Hike up Puig De María to Santuari de la Mare de Déu

One of the first things I like to do in a new place to get my bearings and scope it out is to go for a long run or hike. There's nothing quite like haphazardly running around a place you've never been before to help orient yourself and see what there is to see.

Every day on my way to the bus station there's a big mountain to my right and at the very top there is this castle-looking building. So yesterday, my housemate and I decided to find out what exactly it was.

About five minutes from the center of Pollença (and on the other side of the MA-2200, the main highway leading to Puerto de Pollença), there is a beautiful trail going up the Puig De María, or hill of María, leading to the Santuari de la Mare de Déu, a sanctuary that was first a chapel, then a monastery, and now a refuge/hostel for hikers and backpackers. The chapel was originally built in 1348 and the monastery added in 1362, and it's incredible how preserved it is after all of those years. 

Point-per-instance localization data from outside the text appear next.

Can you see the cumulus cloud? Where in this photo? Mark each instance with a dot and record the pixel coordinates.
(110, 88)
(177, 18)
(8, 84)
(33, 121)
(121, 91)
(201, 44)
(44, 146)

The trail leading up to the sanctuary.

The trail leading up to the sanctuary.

The hike up the Puig De María only takes about 45 minutes but is fairly steep. It consists of a paved trail at the beginning and a rocky/jagged stone path closer to the top (you can drive your car or ride your bike a good portion of the way up but have to walk the last 10 minutes or so). It's a beautiful path surrounded by trees, shrubbery, and a few benches along the way. It almost looks like something out of Game of Thrones (yes, I love the show). The trail winds back and forth and eventually takes you up about 330m high to the sanctuary. 

The sanctuary itself is big and beautiful with a big courtyard at the front. Here, you can look out over the entire city of Pollença and the ocean. I have a thing for old doors and beautiful antique-looking archways which were not in short supply here.

Towards the back of the sanctuary, there are a few picnic tables that give you a view of the entire northern coastline of Mallorca, all the way to Cap de Formentor. We stopped to eat a sandwich here and had some friendly goats come up to us to try to see if they could get a bite or two. They weren't shy at all and came right up to the camera to have a look at us.

After, we had a look inside the sanctuary which is just as stunning as the outside. For those not too keen on sharing their snacks with the goats, the sanctuary has a restaurant that serves food and drinks at certain times throughout the day and offers chairs and tables that overlook the fields/farms that border the city of Pollença.

You can also walk around the original chapel which is decked out in candle-light, ancient paintings, and elaborate altars. In the main hallway, you can also view pots, pans, coins, and machinery that has been preserved from years past. At the very back of the sanctuary, there's a dining hall with long tables spanning the length of the room and huge windows with spectacular views of the coast. To think that this view was just an ordinary site at dinner for those at the monastery...amazing.

The dining hall.

The dining hall.

View from the dining hall windows.

View from the dining hall windows.

Later as we were walking back down the trail, we both noted that the day far exceeded our expectations as far as the uniqueness and beauty of the hike, the sanctuary, and the views. All in all, my advice: take snacks, enjoy the vistas, and make friends with the goats.